Und auch der ein und andere Sauvignon Blanc. Beispielsweise der „Urwerk“ von Ernst Triebaumer, Jahrgang 2015. Der „Ex Vero I“ von Werlitsch und von Johannes Zillinger – Namensvetter des im Nachbardorf des Weinviertels beheimateten Herbert Zillinger – den „Numen Fumé blanc“, dessen Duft nach Kaffee und Holler eine Mitarbeiterin des Weinladen St. Pauli sehr verzückte.
Ein Riesling aus der Ried Loiserberg von Jurtschitsch konnte unserem Geschmacksvergleich in Sachen Feinheit und Finesse mit Fred Loimers Loiserberg Riesling nicht standhalten.
Bei so viel Auswahl und bereits verkosteten Weinen fiel es schwer noch auf Gaumenentdeckungsreise zu gehen. Da half nur eines um kein Cordoba zu erleben, Gerhard Retter nach Empfehlungen zu fragen. Die drei Tipps brachten dann auch tatsächlich noch geschmackvolles ins Glas: von der Wagram einen Veltliner des Weinguts Direder, Ried Schlossberg, einen Sauvignon Blanc von Kögl aus der Südoststeiermark und einen wirklich guten und filtrierten Orange-Sauvignon von Frauwallner Straden, Jahrgang 2015.

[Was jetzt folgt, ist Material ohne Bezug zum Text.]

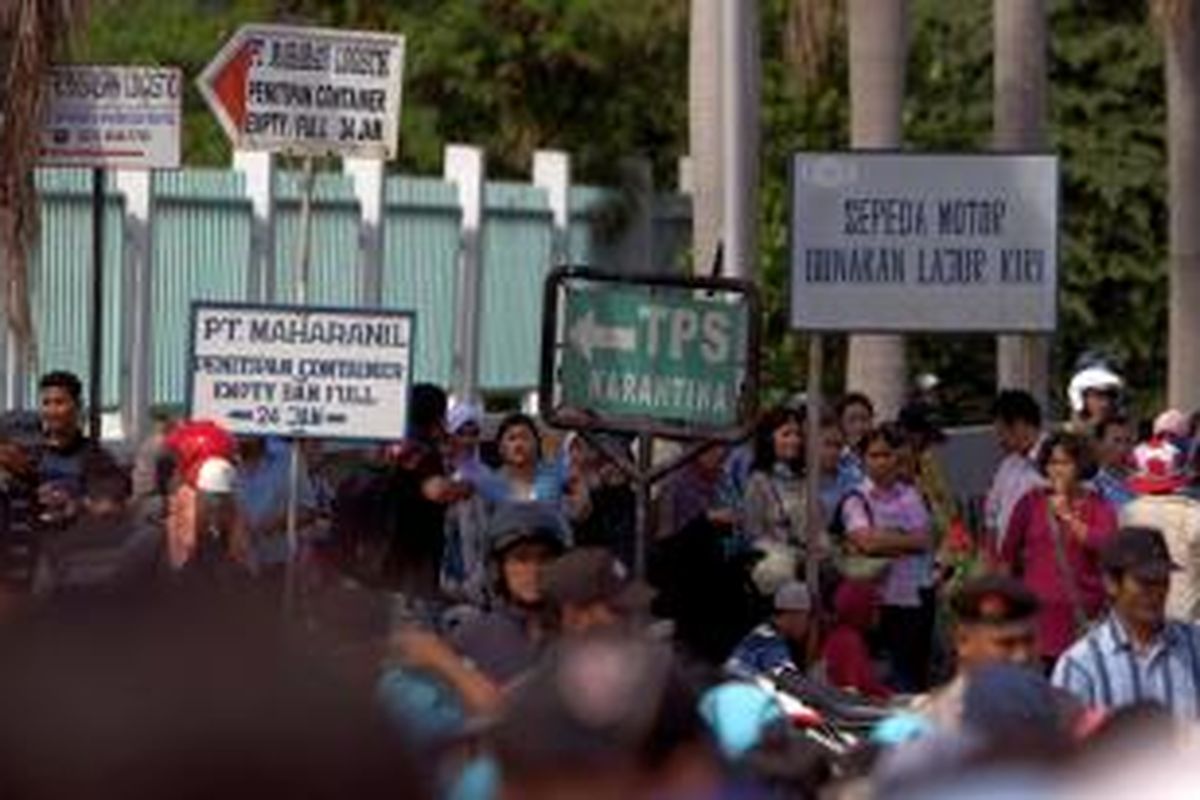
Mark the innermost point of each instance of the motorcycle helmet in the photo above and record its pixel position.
(1097, 378)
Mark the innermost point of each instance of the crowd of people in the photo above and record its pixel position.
(477, 582)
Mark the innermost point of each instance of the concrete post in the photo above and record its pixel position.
(463, 167)
(552, 172)
(137, 287)
(259, 172)
(1019, 30)
(369, 178)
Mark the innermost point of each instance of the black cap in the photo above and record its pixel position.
(994, 600)
(519, 522)
(592, 575)
(921, 419)
(1140, 552)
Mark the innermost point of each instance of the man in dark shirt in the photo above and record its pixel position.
(423, 492)
(63, 479)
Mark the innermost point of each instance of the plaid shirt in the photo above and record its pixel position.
(1104, 669)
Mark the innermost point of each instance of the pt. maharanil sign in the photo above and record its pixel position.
(301, 372)
(924, 242)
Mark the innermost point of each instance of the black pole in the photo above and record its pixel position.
(97, 302)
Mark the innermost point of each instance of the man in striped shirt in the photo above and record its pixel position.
(1135, 654)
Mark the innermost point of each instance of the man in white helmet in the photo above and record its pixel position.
(1095, 395)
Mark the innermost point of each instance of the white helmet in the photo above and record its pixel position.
(1090, 379)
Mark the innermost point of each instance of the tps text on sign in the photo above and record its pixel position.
(924, 242)
(301, 372)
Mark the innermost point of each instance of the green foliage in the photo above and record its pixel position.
(607, 78)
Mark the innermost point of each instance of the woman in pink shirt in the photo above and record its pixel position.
(1054, 541)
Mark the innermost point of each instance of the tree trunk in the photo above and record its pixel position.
(1182, 52)
(705, 131)
(879, 46)
(1019, 70)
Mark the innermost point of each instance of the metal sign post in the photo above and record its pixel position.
(654, 356)
(96, 368)
(304, 256)
(103, 116)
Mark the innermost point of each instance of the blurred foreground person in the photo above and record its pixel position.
(190, 699)
(995, 621)
(1137, 654)
(605, 717)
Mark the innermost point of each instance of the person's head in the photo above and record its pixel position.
(833, 441)
(856, 414)
(465, 426)
(605, 716)
(1137, 576)
(1158, 468)
(519, 441)
(1095, 394)
(792, 612)
(589, 590)
(881, 450)
(779, 439)
(1065, 461)
(994, 623)
(427, 411)
(1114, 441)
(523, 539)
(60, 396)
(1018, 420)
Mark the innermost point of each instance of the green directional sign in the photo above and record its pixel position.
(657, 353)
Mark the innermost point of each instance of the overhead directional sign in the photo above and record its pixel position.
(886, 241)
(112, 116)
(309, 90)
(301, 372)
(659, 354)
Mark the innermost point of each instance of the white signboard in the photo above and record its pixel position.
(111, 116)
(309, 90)
(924, 242)
(299, 371)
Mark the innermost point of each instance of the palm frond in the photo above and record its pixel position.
(813, 29)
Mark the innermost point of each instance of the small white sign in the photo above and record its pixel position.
(112, 116)
(304, 372)
(309, 90)
(894, 242)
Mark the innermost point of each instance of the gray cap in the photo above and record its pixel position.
(793, 596)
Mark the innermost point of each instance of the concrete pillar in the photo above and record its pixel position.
(552, 172)
(137, 359)
(369, 176)
(463, 167)
(259, 172)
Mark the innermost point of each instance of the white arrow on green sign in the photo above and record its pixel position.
(666, 354)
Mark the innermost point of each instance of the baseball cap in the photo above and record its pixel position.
(1140, 552)
(792, 596)
(994, 600)
(1159, 468)
(592, 575)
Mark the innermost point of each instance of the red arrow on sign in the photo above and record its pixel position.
(229, 85)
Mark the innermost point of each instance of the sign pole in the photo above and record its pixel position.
(814, 403)
(645, 481)
(304, 254)
(95, 373)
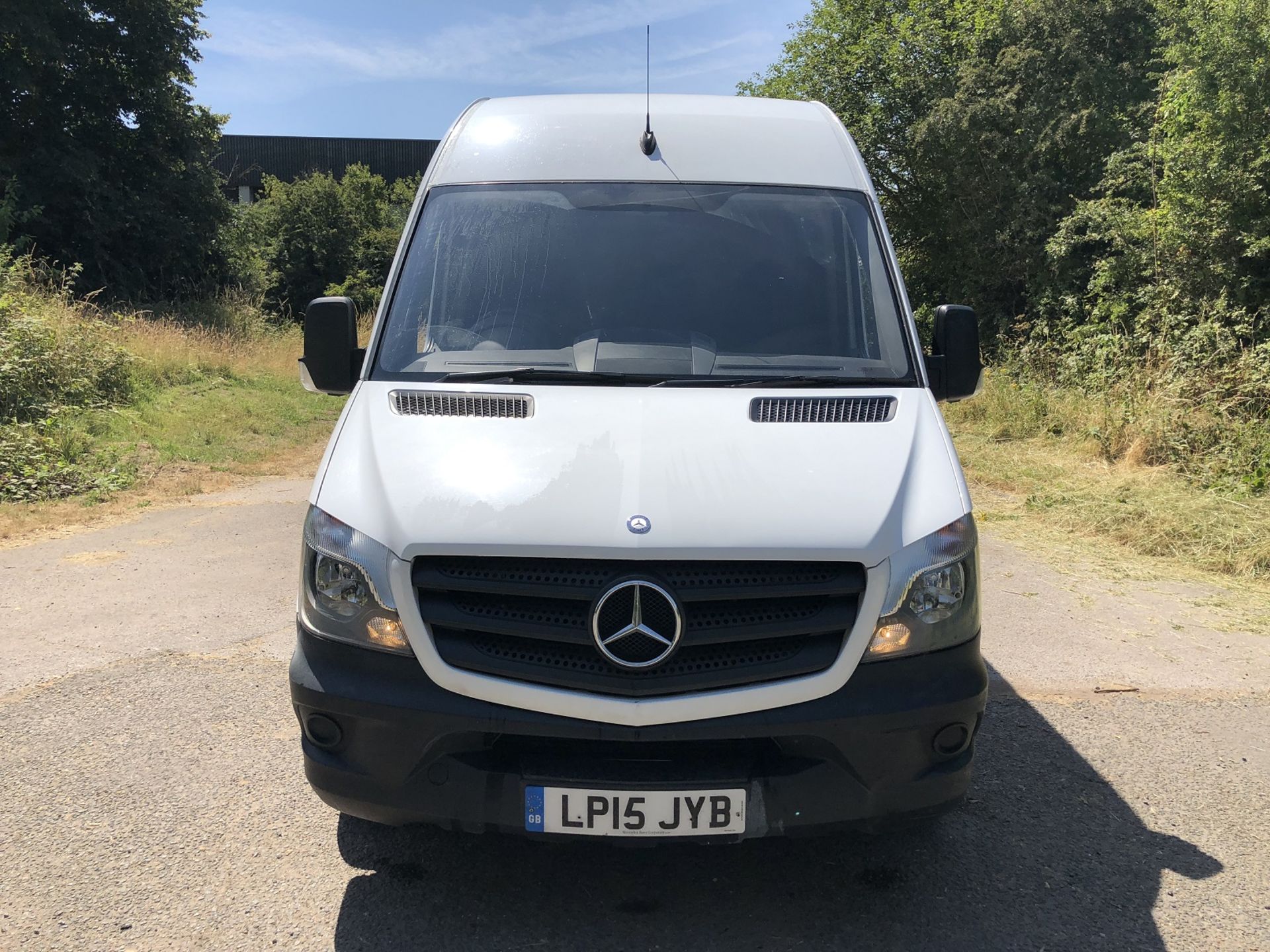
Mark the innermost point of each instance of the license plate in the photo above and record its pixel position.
(635, 813)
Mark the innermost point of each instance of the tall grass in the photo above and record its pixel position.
(1090, 465)
(95, 400)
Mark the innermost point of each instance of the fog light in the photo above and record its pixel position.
(386, 633)
(889, 639)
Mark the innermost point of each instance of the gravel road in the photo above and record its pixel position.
(151, 793)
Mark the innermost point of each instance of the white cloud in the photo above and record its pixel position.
(563, 48)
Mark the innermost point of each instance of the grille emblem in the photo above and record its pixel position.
(636, 625)
(639, 524)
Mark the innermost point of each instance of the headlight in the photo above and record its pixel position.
(933, 600)
(345, 589)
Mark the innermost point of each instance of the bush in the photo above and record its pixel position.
(55, 358)
(48, 362)
(320, 235)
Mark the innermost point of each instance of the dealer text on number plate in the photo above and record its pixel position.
(635, 813)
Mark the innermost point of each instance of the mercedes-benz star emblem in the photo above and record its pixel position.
(639, 524)
(636, 625)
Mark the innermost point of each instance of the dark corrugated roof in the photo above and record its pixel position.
(245, 159)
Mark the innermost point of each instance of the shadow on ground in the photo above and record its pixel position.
(1044, 855)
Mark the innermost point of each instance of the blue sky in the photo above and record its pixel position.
(400, 69)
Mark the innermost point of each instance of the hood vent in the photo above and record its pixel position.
(822, 409)
(441, 403)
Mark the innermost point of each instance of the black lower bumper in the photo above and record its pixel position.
(397, 748)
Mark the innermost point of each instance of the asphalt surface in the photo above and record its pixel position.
(151, 795)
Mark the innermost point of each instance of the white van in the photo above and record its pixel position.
(642, 518)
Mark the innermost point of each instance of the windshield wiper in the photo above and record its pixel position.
(538, 375)
(800, 381)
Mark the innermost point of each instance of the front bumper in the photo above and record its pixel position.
(407, 750)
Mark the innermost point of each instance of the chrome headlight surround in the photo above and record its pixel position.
(345, 590)
(933, 600)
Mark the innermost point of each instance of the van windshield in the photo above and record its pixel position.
(644, 282)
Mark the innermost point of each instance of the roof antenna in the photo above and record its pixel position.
(648, 141)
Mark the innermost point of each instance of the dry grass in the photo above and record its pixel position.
(1032, 475)
(215, 399)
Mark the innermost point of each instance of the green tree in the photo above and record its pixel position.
(319, 235)
(101, 135)
(982, 122)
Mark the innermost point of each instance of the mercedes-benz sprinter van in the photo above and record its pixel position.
(642, 518)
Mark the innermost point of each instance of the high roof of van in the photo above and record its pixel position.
(700, 139)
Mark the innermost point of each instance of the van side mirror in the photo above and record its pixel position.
(332, 360)
(954, 365)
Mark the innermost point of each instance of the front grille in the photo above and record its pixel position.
(743, 621)
(439, 403)
(822, 409)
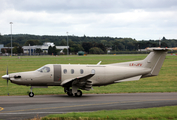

Auf jedem Platz hatte der Focus mit dem ÖWM ein Infoheft ausgelegt, sehr hilfreich, um den Überblick bei der Vielzahl an Weinen, Aromen und Macharten zu behalten. Als Give away gab es ein paar lederne, weiß-rote Arbeitshandschuhe, in erster Linie Ausdruck der handwerklichen Arbeit der Winzer, wohl aber auch, um zu Hause nicht nur die Heide mit sauberen Händen im goldenen Herbstlicht in die Übertöpfe zu pflanzen, sondern die bei den Winzern bestellten Kisten unverletzt in den Weinkeller zu tragen.
So viele Trauben von so vielen Winzern mit Liebe und Zeit zu Wein gemacht zu kosten ist spannend, allerdings auch anstrengend. Nicht immer köstlich, aber eine kostbare Erfahrung. Mit der Erkenntnis: die Orange-Wein-Bewegung bringt sicherlich ein gutes Bewusstsein für Natürlichkeit, richtig gut schmeckt Wein aber wenn zum natürlichen Umgang auch eine feinsinnige Vinifikation für eine nachhaltig gute Qualität sorgt.
Danke an das Eventteam für die Auswahl der Weine und an das Team des Witwenballs für einen großartigen Abend mit entspanntem, sehr nettem Service und toller Küche!